Last time we talked about why goals are the starting point for managing your finances. Some of our users don’t have goals in mind. This is especially true for young people who have just started their first jobs. For them, we suggest these three essential goals.

Build an emergency fund

The one thing financial planning experts agree on, is the importance of having some savings set aside for emergencies. What do we mean by emergencies? Basically, any large unanticipated expense such as job loss, illness, or home repairs. When we bring this up with users, we face a lot of resistance. It seems like a singularly uninspiring goal.

However, the same customers will then tell us about the times that emergencies prevented them from purchasing their dream home, or moving their child to a better school.
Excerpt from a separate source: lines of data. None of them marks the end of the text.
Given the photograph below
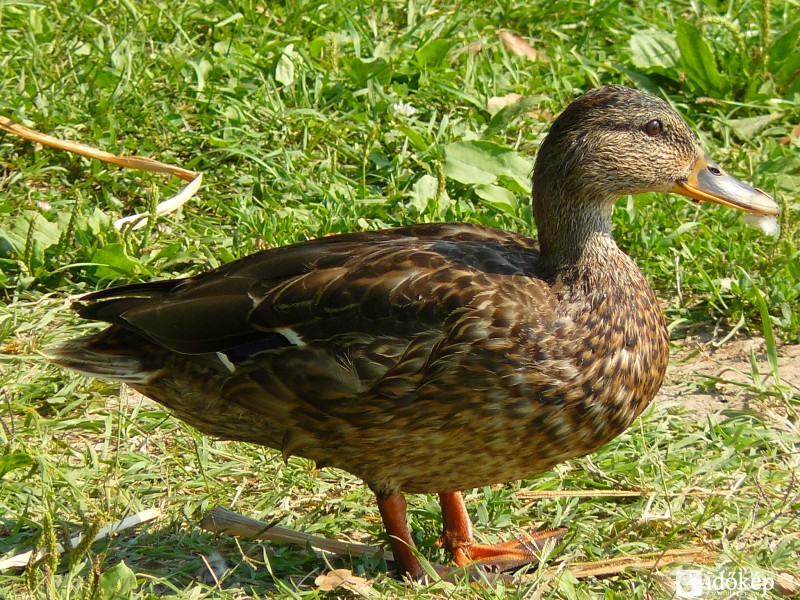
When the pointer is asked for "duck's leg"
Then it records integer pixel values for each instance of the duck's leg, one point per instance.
(393, 513)
(457, 537)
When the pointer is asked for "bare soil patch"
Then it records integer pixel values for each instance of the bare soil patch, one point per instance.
(704, 378)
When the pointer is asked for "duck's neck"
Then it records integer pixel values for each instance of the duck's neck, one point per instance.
(572, 231)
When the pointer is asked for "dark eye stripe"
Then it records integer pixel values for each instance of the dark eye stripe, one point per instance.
(653, 128)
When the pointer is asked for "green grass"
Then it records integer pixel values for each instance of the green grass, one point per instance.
(291, 112)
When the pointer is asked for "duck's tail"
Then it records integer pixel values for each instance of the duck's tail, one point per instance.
(102, 356)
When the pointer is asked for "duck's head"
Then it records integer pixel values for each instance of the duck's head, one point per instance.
(614, 141)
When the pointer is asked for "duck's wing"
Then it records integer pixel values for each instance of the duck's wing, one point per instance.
(387, 286)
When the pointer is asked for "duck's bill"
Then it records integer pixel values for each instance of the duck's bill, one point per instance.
(709, 183)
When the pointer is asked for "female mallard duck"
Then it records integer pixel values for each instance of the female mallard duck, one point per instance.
(431, 358)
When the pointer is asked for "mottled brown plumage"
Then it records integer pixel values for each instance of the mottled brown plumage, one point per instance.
(431, 358)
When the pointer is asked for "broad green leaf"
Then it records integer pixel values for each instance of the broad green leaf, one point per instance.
(499, 197)
(13, 461)
(478, 162)
(423, 191)
(284, 71)
(654, 50)
(117, 582)
(508, 114)
(750, 127)
(697, 60)
(362, 70)
(784, 47)
(433, 53)
(113, 261)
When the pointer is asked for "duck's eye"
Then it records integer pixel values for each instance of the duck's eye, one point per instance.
(653, 128)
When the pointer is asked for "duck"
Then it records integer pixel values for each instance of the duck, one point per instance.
(432, 358)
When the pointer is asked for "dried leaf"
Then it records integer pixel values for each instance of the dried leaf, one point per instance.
(520, 47)
(343, 578)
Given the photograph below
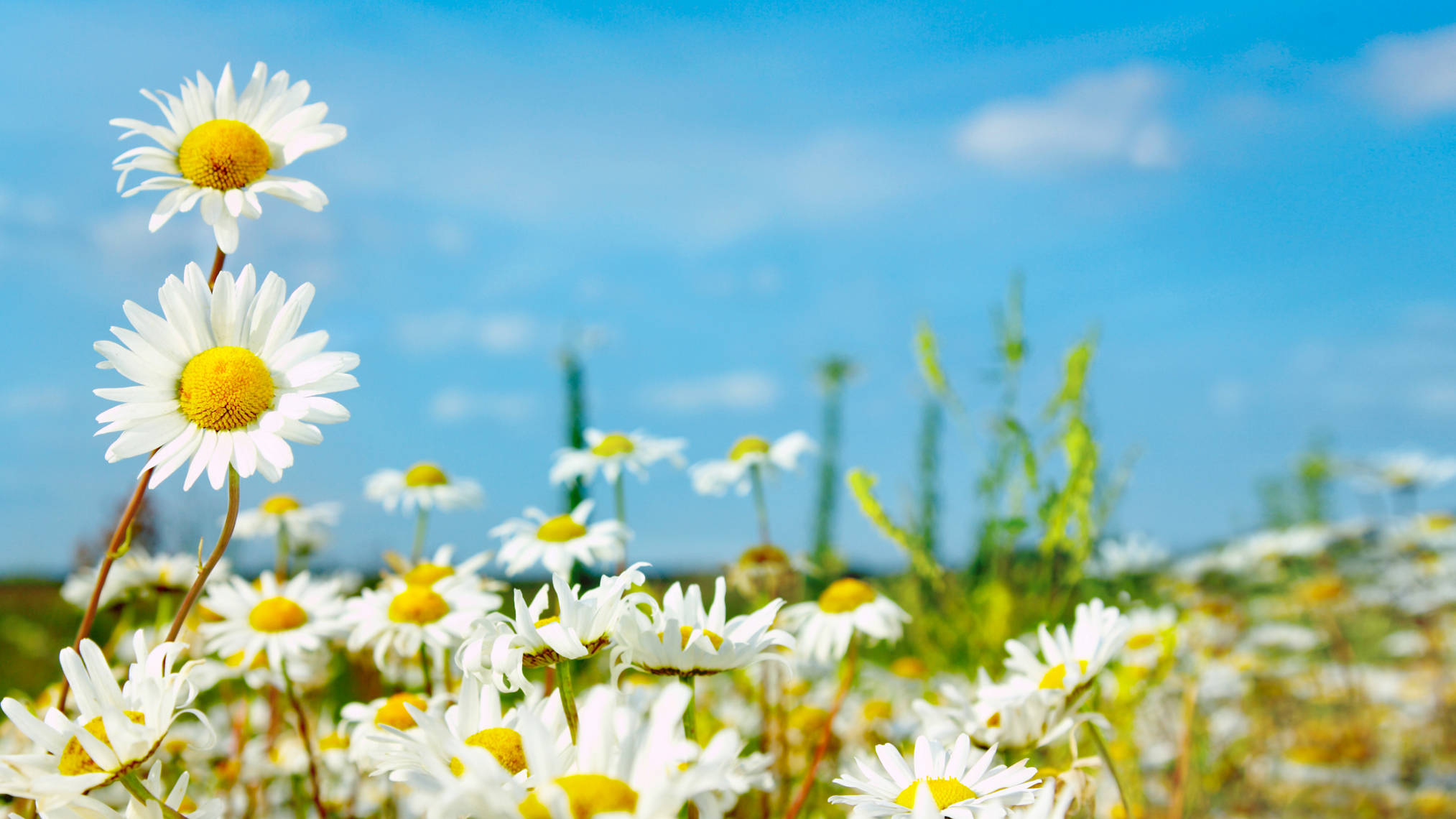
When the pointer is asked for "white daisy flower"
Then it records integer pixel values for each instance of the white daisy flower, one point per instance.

Having an emergency fund is essential to ensuring you stay on track for the other, more glamorous goals.

How much should you save in this fund? Experts generally recommend three to six months of expenses. You can keep that in a saving account that is different from your main spending account. Why a separate account? It makes it far less likely that you will spend your savings.

Pay down loans, especially credit card debt

Credit cards have many benefits. They help you build a credit history. They can help you track your spending better. They have good rewards programs.

However, they come with hefty interest charges. We estimate that the average annual interest rate on credit cards in India is about 35%. In comparison, the top-performing mutual fund in India only gave 21% annual returns over the past three years.[1] It would be exceedingly rare for an investment to beat credit card interest rates. And more importantly, a mind free from the stress of loans, is a mind that can plan better for the future.

Start saving for the future

I know it seems silly to save for retirement. It is 45 years away! But investing early is the key to building long-term wealth. Let me make this concrete. Suppose you needed Rs. 1 Cr. for retirement at 65. If you started saving a fixed amount each month at 25, you would only need to save ~Rs. 8200 each month.[2] If you started at 35, that number would be ~Rs. 15,000. At 45, that would have ballooned to ~Rs. 1.2 lakh!

The above three steps are essential for maintaining a good financial standing in the long run. We hope you make use of them and start treading your path towards a successful financial journey.

[1] The L&T Emerging Businesses Fund. Souce: Value Research. Accessed at this link on 30th July 2018.

[2] Assuming long run equity mutual fund returns of about 13% per year.